Written Description:
Claims 18-27, 29-33, 35-37 are rejected under 35 U.S.C. 112(a) or 35 U.S.C. 112 (pre-AIA ), first paragraph, as failing to comply with the written description requirement. The claim(s) contains subject matter which was not described in the specification in such a way as to reasonably convey to one skilled in the relevant art that the inventor or a joint inventor, or for applications subject to pre-AIA 35 U.S.C. 112, the inventor(s), at the time the application was filed, had possession of the claimed invention.
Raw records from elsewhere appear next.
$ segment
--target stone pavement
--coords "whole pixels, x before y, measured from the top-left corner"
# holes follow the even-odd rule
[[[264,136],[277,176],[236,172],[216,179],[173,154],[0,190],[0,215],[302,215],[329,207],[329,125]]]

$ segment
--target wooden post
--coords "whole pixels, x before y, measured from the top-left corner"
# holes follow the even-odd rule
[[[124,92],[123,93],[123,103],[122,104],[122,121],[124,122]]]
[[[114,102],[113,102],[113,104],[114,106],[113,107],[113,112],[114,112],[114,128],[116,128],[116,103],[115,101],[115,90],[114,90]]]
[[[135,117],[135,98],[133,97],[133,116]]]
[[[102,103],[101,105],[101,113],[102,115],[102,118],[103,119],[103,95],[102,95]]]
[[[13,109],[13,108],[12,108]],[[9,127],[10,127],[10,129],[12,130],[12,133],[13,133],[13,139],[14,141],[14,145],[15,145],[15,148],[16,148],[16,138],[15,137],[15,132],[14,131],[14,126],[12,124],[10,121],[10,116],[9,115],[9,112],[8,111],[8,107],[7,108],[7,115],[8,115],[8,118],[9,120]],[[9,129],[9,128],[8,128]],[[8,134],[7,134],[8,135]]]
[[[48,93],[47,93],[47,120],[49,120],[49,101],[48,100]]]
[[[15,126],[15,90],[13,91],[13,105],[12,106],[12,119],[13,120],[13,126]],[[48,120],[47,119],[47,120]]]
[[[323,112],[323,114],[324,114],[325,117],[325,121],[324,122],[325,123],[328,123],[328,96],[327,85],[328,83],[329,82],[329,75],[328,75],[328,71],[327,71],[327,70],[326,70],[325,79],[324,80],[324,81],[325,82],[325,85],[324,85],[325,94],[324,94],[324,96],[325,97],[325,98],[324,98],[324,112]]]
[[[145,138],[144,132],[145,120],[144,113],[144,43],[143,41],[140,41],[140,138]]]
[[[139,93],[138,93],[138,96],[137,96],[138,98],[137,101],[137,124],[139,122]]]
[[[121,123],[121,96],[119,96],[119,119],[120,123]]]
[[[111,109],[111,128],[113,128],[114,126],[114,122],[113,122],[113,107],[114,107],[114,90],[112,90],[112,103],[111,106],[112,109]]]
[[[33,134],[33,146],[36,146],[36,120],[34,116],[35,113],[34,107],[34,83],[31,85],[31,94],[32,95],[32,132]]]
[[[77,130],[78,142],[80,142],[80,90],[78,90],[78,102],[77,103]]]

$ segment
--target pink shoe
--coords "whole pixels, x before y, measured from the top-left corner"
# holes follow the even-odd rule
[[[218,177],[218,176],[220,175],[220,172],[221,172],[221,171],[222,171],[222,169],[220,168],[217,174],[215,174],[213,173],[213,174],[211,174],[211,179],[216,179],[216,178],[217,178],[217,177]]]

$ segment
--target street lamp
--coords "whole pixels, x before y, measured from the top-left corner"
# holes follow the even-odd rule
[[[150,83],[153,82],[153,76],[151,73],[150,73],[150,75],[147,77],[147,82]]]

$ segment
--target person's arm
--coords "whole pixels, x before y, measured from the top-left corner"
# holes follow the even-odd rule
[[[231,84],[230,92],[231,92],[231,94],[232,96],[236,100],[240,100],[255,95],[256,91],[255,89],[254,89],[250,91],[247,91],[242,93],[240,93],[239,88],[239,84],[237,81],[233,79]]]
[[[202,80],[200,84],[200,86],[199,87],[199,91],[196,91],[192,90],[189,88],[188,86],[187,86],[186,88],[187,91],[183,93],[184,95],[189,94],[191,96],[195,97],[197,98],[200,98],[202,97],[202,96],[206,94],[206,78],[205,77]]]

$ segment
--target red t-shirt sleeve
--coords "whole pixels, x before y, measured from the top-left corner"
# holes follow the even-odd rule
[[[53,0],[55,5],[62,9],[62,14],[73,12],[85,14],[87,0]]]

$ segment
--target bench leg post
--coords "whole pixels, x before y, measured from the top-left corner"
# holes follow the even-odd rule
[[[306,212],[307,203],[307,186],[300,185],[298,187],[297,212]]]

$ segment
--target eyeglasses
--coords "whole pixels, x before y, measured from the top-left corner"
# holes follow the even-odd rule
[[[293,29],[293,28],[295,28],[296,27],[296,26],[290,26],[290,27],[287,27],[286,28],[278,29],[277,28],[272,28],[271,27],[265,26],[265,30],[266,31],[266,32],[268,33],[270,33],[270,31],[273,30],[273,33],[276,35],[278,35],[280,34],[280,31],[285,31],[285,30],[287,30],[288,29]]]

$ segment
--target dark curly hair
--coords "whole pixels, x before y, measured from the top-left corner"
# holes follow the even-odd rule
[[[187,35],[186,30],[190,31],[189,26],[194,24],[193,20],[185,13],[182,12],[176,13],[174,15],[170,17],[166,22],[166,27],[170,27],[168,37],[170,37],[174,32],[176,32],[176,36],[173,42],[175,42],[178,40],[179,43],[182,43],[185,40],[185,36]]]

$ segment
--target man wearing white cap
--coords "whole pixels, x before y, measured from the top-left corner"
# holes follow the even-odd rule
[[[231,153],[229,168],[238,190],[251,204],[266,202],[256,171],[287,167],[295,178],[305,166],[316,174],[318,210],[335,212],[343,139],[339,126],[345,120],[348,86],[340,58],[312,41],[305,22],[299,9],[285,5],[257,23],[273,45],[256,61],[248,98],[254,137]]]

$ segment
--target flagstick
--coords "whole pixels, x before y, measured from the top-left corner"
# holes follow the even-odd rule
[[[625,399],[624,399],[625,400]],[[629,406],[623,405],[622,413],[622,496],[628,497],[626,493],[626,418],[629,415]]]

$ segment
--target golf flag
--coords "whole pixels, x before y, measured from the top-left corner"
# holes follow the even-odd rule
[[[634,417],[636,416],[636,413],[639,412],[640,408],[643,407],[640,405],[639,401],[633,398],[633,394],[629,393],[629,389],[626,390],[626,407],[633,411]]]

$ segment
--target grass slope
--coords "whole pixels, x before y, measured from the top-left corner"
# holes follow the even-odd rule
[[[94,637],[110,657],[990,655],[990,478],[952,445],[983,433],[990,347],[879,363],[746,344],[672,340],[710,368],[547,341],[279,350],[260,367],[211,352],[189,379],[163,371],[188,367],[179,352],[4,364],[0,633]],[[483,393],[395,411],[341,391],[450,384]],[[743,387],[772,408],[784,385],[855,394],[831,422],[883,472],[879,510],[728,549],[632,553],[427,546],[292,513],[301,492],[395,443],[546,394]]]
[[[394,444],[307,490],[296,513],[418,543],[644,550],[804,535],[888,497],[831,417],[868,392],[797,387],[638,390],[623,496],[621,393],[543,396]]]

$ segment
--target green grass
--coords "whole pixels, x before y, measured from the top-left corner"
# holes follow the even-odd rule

To satisfy the written description requirement, a patent specification must describe the claimed invention in sufficient detail that one skilled in the art can reasonably conclude that the inventor had possession of the claimed invention. See, e.g., Moba, B.V, v. Diamond Automation, Inc., 325 F.3d 1306, 1319, 66 USPQ2d 1429, 1438 (Fed. Cir. 2003); Vas-Cath, Inc. v. Mahurkar, 935 F.2d at 1563, 19 USPQ2d at 1116. Possession may be shown in a variety of ways including description of an actual reduction to practice, or by showing that the invention was "ready for patenting" such as by the disclosure of drawings or structural chemical formulas that show that the invention was complete, or by describing distinguishing identifying characteristics sufficient to show that the applicant was in possession of the claimed invention. See, e.g., Pfaff v. Wells Eiees., Inc., 525 U.S. 55, 68, 119 S.Ct. 304, 312, 48 USPQ2d 1641,1647 (1998); Eli Lilly, 119 F.3d at 1568, 43 USPQ2d at 1406; Amgen, Inc. v. Chugai Pharm., 927 F. 2d 1200, 1206, 18 USPQ2d 1016, 1021 (Fed. Cir. 1991) (one must define a compound by "whatever characteristics sufficiently distinguish it”).
Claims 18 and 19 recite the limitation that the methods comprise administering a “DNA-modifying enzyme”, and claims 20 and 21 recite the limitations that the enzyme is a nuclease (claim 20) or a base editor (claim 21). The specification does not provide support for the full scope of these limitations. The specification describes specifically CRISPR-associated nucleases, ZFNs, TAL effector nucleases, and meganucleases (paragraph [0109]), or Cas-ADAR fusion proteins (paragraph 0170]). While CRISPR-associated nucleases, ZFNs, TAL effector nucleases, and meganucleases are examples of nucleases, and Cas-ADAR fusion proteins are examples of base editors, these are not representative of the full scope of the genera of DNA-modifying enzymes, nucleases, and base editors, and these genera encompass many different types of enzymes in addition to these. Furthermore, the specification does not describe additional DNA-modifying enzymes, nucleases, or base editors by any other relevant identifying characteristics, specific features, or functional attributes which would distinguish different members of the claimed genera. The only additional functional attribute is that the enzyme is capable of inactivating an antibiotic resistance gene (claims 18-19); however, it cannot be determined based on the disclosure which species of the claimed genera are or are not capable of fulfilling this functional limitation, and as such, this functional attribute does not sufficiently describe the claimed genera of enzymes. Dependent claims 22-27, 29-33, and 35-37 do not provide further limitations which sufficiently describe these genera.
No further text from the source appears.